5. Publish Content to Establish Thought Leadership.

Publish on LinkedIn to establish yourself as a credible resource in your industry.

Create content to address your target market's pain points, provide solutions, and engage with prospects. Content is hugely powerful as a tool for establishing relationships and trust.

By creating articles on LinkedIn, you have the opportunity to share your insights through your professional knowledge. It also allows you to reach an audience instantly.

As with any social media site, you need to regularly contribute, make new connections to grow your network, engage with your groups, and publish content regularly to develop your profile and demonstrate thought leadership.

5 LinkedIn Prospecting Tools

There are plenty of amazing tools you can use to up your LinkedIn sales prospecting game. 

1. LinkedIn Sales Navigator

One of the best paid tools for sales teams, LinkedIn Sales Navigator brings a ton of amazing benefits.

It integrates seamlessly with your CRM, extends the size of your network you can access, provides lead recommendations, and delivers several other advantages.

While it comes at a hefty price, ranging from $64.99 per month to $129.99 per month, you can justify the costs if your team uses it efficiently to streamline their prospecting efforts. 

2. Crystal

Touted as the ultimate personality app, Crystal sheds light on a person's personality, based off of their social media presence.

By analyzing millions of data points, the personality AI shows you what personality type each prospect is, what their likes are, and what they want to avoid.

 

via GIPHY

 

Essentially, this tool coaches you on how to connect and engage in the most impactful way. You can start using it for free, then upgrade to different tiers based on your needs and budget. 

3. Discoverly

One of the best Chrome extensions you can use for getting to know prospects, Discoverly combines all the information you need based on a prospect's presence. You get the full perspective on someone as the tool combines all the data from a contact's Gmail, Facebook, LinkedIn, and Twitter profile. 

Overall, this is an excellent free tool that gives you a lot more context that you may not see just by assessing a prospect's LinkedIn profile.  

4. Guru

For even more information about prospects, you can use Guru, which acts as a knowledge network to combine all of your company's competitive intelligence into one space. This keeps all your teams on the same page, organizing prospect data in a structured manner. 

After a free 30-day trial, pricing ranges from $14 per user each month to $24 per user per month. 

5. SalesLoft 

As a leading sales engagement platform, SalesLoft offers a ton of amazing features that can help your team with prospecting.

Their intelligence features aggregate lead data and produce in-depth reports that can give your team critical insights on how to properly connect with, engage, and nurture leads. 

They don't provide any pricing on their site, but you can request a demo. 

Start Prospecting Via LinkedIn Now

LinkedIn is a perfect vehicle for developing and managing your sales pipeline.

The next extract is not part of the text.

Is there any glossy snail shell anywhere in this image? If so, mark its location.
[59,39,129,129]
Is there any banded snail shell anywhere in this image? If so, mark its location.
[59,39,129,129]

While LinkedIn won't make the sale for you, if you use it wisely, it can be a tremendous tool for developing the contacts, building relationships, increasing your authority, and earning trust to move a prospect from the lead column to the sales column.

Using LinkedIn can give you a tremendous advantage over your competitors, and it offers you a tangible advantage for developing and growing sales.

Effectively and efficiently working with the platform can give you the crucial edge that can translate into more sales and higher close percentages.

So, get out there, explore, engage, and grow your business!